I first became aware of local author Patrick Malborough’s debut novel Nock Loose when it was recommended to me by the owner of a local bookshop. The only problem was that they had already sold all the copies they had.
After searching around other independent bookstores, I finally got my hands on a copy. It was the last one in stock. The book has now been reprinted twice, and fresh copies are back in bookstores. It is a level of success Malborough has been pleasantly surprised by.
The book is set in an alternative version of Western Australia and follows the journey of its central character, Joy. She is a gifted archer, a retired Olympian, and a former stuntwoman. Joy lives in the tiny country town of Bodkins Point, famed for its annual violent medieval festival called Agincourt. In the aftermath of a terrible fire, Joy sets off on a journey of revenge.

Reading Malborough’s book reminded me of the absurd and off-beat writers such as Richard Brautigan who emerged from the post-modernism movement of the 1960s. Malborough shares that writers from that era are among his influences.
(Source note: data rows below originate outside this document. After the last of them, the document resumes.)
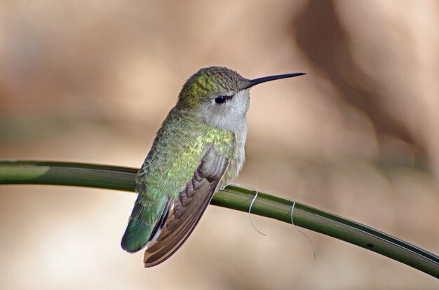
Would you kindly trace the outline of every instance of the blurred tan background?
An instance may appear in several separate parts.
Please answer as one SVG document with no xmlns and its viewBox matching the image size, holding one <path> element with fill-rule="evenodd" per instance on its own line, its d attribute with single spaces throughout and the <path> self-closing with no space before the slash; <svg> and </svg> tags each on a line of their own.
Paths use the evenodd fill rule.
<svg viewBox="0 0 439 290">
<path fill-rule="evenodd" d="M 439 2 L 2 1 L 0 158 L 139 167 L 185 80 L 305 71 L 252 90 L 236 183 L 439 253 Z M 0 186 L 4 289 L 433 289 L 417 270 L 209 207 L 163 265 L 119 243 L 135 199 Z"/>
</svg>

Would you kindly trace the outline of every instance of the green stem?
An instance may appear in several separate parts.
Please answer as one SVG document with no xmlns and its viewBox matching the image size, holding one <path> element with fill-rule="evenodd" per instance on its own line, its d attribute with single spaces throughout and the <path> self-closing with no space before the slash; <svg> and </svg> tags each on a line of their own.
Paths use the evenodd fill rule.
<svg viewBox="0 0 439 290">
<path fill-rule="evenodd" d="M 135 191 L 135 168 L 48 161 L 0 160 L 0 184 L 52 184 Z M 228 186 L 211 204 L 248 212 L 257 192 Z M 292 217 L 292 208 L 294 210 Z M 439 278 L 439 257 L 368 226 L 284 198 L 257 193 L 252 214 L 350 242 Z"/>
</svg>

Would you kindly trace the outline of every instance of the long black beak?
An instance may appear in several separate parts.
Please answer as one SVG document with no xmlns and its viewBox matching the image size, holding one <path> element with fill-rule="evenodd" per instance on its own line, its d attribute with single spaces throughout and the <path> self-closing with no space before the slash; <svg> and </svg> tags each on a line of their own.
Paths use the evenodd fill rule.
<svg viewBox="0 0 439 290">
<path fill-rule="evenodd" d="M 292 78 L 294 76 L 303 76 L 304 74 L 306 74 L 295 73 L 295 74 L 278 74 L 277 76 L 264 76 L 263 78 L 255 78 L 254 80 L 250 80 L 250 84 L 245 88 L 247 89 L 247 88 L 252 87 L 253 85 L 257 85 L 258 83 L 265 83 L 266 81 L 280 80 L 281 78 Z"/>
</svg>

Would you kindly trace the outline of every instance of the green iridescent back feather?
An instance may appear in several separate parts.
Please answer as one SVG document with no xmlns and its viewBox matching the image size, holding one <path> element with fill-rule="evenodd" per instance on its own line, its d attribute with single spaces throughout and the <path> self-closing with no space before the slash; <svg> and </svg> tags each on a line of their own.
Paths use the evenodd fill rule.
<svg viewBox="0 0 439 290">
<path fill-rule="evenodd" d="M 178 198 L 197 169 L 207 148 L 230 160 L 220 185 L 238 174 L 232 152 L 234 133 L 212 127 L 201 118 L 199 105 L 224 92 L 237 92 L 248 80 L 224 67 L 201 69 L 183 85 L 179 101 L 157 133 L 137 179 L 139 193 L 122 238 L 122 248 L 133 252 L 144 247 L 166 221 L 168 207 Z"/>
<path fill-rule="evenodd" d="M 186 114 L 184 118 L 182 113 Z M 122 239 L 122 247 L 133 252 L 144 247 L 153 237 L 167 202 L 178 198 L 208 146 L 215 144 L 221 156 L 231 158 L 233 139 L 231 132 L 213 128 L 198 120 L 196 113 L 174 108 L 137 176 L 139 195 Z"/>
</svg>

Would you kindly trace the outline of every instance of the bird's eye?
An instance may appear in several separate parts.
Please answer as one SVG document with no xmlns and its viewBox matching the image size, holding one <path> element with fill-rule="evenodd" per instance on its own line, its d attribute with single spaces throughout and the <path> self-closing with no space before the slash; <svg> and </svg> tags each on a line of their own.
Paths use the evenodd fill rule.
<svg viewBox="0 0 439 290">
<path fill-rule="evenodd" d="M 217 104 L 222 104 L 226 102 L 227 97 L 226 96 L 217 97 L 215 99 L 215 102 Z"/>
<path fill-rule="evenodd" d="M 215 99 L 215 102 L 217 103 L 217 104 L 225 103 L 227 99 L 230 99 L 232 97 L 234 97 L 234 96 L 219 96 L 219 97 L 217 97 Z"/>
</svg>

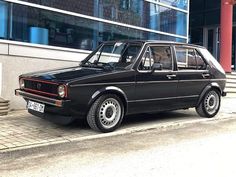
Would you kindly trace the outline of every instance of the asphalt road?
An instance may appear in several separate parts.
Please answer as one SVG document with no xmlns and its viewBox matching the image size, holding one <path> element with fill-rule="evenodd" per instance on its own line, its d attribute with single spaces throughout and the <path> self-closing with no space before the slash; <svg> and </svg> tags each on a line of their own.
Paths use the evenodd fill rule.
<svg viewBox="0 0 236 177">
<path fill-rule="evenodd" d="M 235 150 L 236 115 L 0 160 L 0 176 L 235 177 Z"/>
</svg>

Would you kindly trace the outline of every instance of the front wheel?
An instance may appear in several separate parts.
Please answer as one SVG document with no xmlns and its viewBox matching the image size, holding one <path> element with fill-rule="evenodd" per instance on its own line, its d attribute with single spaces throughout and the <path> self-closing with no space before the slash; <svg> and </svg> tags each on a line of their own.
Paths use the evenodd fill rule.
<svg viewBox="0 0 236 177">
<path fill-rule="evenodd" d="M 121 99 L 114 94 L 106 94 L 99 97 L 87 115 L 89 126 L 96 131 L 112 132 L 122 122 L 124 106 Z"/>
<path fill-rule="evenodd" d="M 220 101 L 219 92 L 211 89 L 204 95 L 200 104 L 196 107 L 196 111 L 201 117 L 214 117 L 219 112 Z"/>
</svg>

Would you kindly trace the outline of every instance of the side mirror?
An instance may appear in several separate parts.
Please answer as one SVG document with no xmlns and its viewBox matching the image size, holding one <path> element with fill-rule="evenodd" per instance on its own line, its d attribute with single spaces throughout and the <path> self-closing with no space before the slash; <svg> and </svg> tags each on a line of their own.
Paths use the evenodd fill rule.
<svg viewBox="0 0 236 177">
<path fill-rule="evenodd" d="M 154 72 L 154 71 L 156 71 L 156 70 L 158 70 L 158 71 L 161 71 L 161 70 L 162 70 L 162 64 L 161 64 L 161 63 L 154 63 L 154 64 L 152 65 L 152 72 Z"/>
</svg>

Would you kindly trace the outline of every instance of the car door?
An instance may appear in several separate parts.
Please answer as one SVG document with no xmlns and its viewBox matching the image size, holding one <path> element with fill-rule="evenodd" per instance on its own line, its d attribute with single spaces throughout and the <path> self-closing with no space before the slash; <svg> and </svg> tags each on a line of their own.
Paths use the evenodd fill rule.
<svg viewBox="0 0 236 177">
<path fill-rule="evenodd" d="M 175 46 L 180 107 L 195 106 L 211 75 L 207 64 L 194 47 Z"/>
<path fill-rule="evenodd" d="M 152 71 L 154 64 L 162 68 Z M 173 109 L 177 90 L 176 71 L 170 45 L 149 45 L 136 72 L 135 112 Z"/>
</svg>

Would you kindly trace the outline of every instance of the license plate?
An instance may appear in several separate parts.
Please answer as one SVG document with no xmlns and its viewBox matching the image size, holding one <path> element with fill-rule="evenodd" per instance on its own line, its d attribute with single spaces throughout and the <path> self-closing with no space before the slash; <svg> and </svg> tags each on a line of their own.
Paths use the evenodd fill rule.
<svg viewBox="0 0 236 177">
<path fill-rule="evenodd" d="M 45 105 L 41 103 L 36 103 L 34 101 L 29 101 L 27 107 L 28 109 L 32 109 L 34 111 L 44 113 Z"/>
</svg>

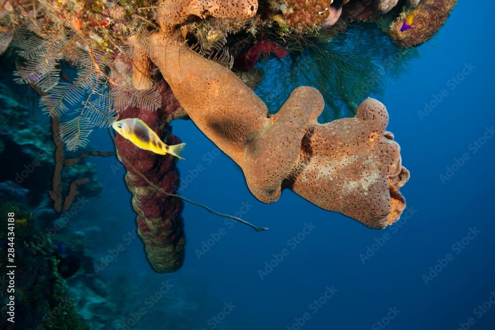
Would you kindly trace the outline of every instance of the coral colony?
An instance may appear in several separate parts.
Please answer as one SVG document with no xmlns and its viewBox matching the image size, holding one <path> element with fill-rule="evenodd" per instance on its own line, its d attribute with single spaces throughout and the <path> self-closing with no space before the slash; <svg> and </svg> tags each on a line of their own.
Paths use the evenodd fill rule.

“American post-modernists are a guiding light of mine and informed a lot of how I write, and why I write,” Malborough says when we chat about his work. “Guys like Thomas Pynchon. Robert Coover is one that does not get talked about much by people, but he is a big one for me, and Nock Loose is definitely stealing a lot from him. William H. Gass is another example of that kind of thing.
“When I was younger, as a journalist, I used to be a big Hunter S. Thompson fan. I have never touched drugs in my life, but as a prose stylist, I love his rhythms and his energy, and I try to carry that into my work.”
Malborough says it is a literary movement that largely bypassed Australia.
“We never really had post-modernism here. We have had an eternal modernism for like eighty years, and our literature is quiet, dry, and quite staid. It has avoided those American influences, for whatever reason. But for me, those writers have been my heroes.”
The wild, mad ride of Nock Loose encapsulates the Australian experience perfectly.
“It is funny,” Malborough says. “Australian literature takes the opposite route, where it presents an Australia that is tame, slow, and boring. That has never been my experience, especially coming from here. I am definitely obsessed with madcap Australiana and the strangeness of it all, the innate aggression of it all.
“I have been a dweeby little asthmatic my whole life. I have been very frightened of Australian men my whole life, and of the ever-present aura of violence. I like to work that into my writing because it lends itself to the kind of screwball farces that I write.”
While this is the first novel Malborough has had published, he considers it his third or fourth completed work. In 2021, Malborough was a finalist for the prestigious Fogarty Award for his unpublished manuscript A Horse Held at Gunpoint. He describes the book as now being in publishing purgatory.
“It was my big book about Fremantle. It is like a screwball comedy about suicide. It is a little bit too experimental for Australian publishers. I think it is a little bit too funny.”
“I think in novels. I have my whole life. They come out of me very easily in about ten days of writing. They flow out of me more or less fully formed. Then I just have to go through them and iron out all the creases, take some tweezers, and pick out the inconsistencies.”
While J.D. Salinger took over a decade to write The Catcher in the Rye, and E.M. Forster worked on Maurice for several decades, Malborough sits at the other end of the creative timescale.
“That is the power of bipolar for you,” he jokes. “It is a performance-enhancing drug in one thing and one thing only.”
“To write Nock Loose, I had a studio in Fremantle, and I was locked in there for twelve to fourteen hours a day writing. I would write about ten thousand to twelve thousand words each day. I had the idea for the story in my head since 2017. I knew what I wanted to say. I draft novels in my head for several years before I write them down. It is almost like a transcription. I just puke everything out.
“The story and characters are improvised. Sometimes I do not know where it is going. The first draft is an unholy mess, and then I just rewrite it, and rewrite it, and rewrite it until it is mildly intelligible.”
If writers can be categorised as either plotters or pantsers, those who fly by the seat of their pants, there is no doubt where Malborough sits.
“As soon as I try to plot something, it just dies on the vine for me. It loses all energy. I like my novels to surprise me as I am writing them. I think the characters surprise me a lot.”
Malborough is filled with ideas for different stories, all taking place in his alternate version of Perth. He lists off a string of different scenarios, each crazier than the next, all deliciously appealing, and signalling that there are many more works to come from this engaging writer who stands out from the crowd.
Nock Loose is published by Fremantle Press, if you see a copy grab it quickly. They tend to sell out.